Time was getting on and we had an appointment on the heath, but as we wer got back to the car the second Barn Owl flew back in again.We got a stunning view of it, lit by the evening light, as it came in past the rooftops.
We hurried up to the Heath to look for Nightjars next. It was already sunset as we arrived and almost immediately, the first Woodcock flew over. The birds are still very actively ‘roding’ over the edge of the trees, the patrolling display flight the males make at dusk in the spring and early summer. There were one or two passing overhead on and off through most of the rest of the evening. We could hear their squeaky calls as they approached and even the very quiet grunting as they came low overhead at times.
A short while after sunset, the first male Nightjar called and started churring briefly. Then he went quiet for a minute or two. Another call and he appeared from the trees, circling round over the edge with wings held aloft, flashing his white wing and tail patches. Fortuitously, he dropped down onto a dead tree stump where we got him in the scope. It was still light enough to get a great look at him.
Then the male Nightjar flew up into oak tree nearby and started churring. We could hear a second male also churring in the background further over across the Heath. We got good views of the first male as he made several display flights out between there and another churring post down in the gorse out of view.
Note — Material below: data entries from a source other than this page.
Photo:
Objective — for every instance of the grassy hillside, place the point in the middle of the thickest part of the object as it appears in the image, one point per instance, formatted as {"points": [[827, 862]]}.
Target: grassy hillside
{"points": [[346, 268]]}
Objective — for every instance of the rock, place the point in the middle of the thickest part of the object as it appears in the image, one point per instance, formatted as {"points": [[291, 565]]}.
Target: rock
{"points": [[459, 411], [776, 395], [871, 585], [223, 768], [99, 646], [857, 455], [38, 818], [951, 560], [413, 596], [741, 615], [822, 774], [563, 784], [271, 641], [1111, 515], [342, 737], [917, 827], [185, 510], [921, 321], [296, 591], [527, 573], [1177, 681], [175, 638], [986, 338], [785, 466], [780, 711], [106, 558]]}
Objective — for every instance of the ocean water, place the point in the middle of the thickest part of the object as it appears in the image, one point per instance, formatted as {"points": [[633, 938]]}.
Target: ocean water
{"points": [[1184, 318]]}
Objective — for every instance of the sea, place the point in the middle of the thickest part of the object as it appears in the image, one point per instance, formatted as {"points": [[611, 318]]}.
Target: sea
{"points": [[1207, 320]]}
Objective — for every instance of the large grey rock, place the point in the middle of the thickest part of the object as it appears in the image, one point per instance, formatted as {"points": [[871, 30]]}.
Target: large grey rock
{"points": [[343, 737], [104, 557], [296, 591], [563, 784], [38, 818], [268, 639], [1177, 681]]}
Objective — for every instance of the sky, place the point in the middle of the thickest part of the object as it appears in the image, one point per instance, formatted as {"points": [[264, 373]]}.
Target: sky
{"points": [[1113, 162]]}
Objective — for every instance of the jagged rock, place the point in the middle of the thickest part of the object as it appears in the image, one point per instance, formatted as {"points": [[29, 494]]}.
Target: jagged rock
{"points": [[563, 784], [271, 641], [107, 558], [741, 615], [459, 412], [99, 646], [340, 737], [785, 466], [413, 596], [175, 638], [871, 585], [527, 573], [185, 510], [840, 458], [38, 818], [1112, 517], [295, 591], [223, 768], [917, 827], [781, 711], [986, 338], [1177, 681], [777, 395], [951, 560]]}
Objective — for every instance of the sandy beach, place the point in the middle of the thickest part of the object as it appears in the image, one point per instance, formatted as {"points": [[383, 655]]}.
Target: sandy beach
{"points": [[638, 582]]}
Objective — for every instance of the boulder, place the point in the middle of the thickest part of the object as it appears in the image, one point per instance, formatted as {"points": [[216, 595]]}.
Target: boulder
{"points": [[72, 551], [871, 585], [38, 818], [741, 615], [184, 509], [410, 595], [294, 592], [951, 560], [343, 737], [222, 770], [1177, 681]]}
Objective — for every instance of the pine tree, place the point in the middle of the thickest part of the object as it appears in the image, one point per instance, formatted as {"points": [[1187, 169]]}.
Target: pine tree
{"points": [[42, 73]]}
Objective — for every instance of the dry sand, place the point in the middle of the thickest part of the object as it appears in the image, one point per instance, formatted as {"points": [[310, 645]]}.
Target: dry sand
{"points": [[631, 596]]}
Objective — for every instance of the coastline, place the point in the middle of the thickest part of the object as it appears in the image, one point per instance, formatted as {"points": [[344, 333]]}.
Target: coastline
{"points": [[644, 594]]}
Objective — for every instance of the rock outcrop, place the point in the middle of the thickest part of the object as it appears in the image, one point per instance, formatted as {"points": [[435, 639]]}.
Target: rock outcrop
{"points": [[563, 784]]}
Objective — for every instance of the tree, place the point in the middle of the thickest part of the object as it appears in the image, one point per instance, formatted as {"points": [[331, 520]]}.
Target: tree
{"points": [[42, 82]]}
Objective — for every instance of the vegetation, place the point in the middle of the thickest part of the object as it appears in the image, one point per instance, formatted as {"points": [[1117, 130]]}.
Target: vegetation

When a third male Nightjar also started up, further over behind us, the first male immediately went over to the other boundary of his territory. We didn’t see him go, but we could hear him start churring over that side in response. We turned to walk over to see if we could see him and a Tawny Owl flew into one of the trees on that side briefly. Unfortunately, it only landed for a second and was gone again, too quick for all the group to get onto it. Having churred for a few seconds over that side, the first male Nightjar then returned to his favoured tree.
As the light started to fade, we watched him in display flight again, against the sky. He made a sudden change of direction, as a moth flew across in front of him, taking advantage of an easy meal, before disappearing into the gloom of the trees. We decided to call it a night, but we were still serenaded by Nightjars all the way back to the car. A memorable evening.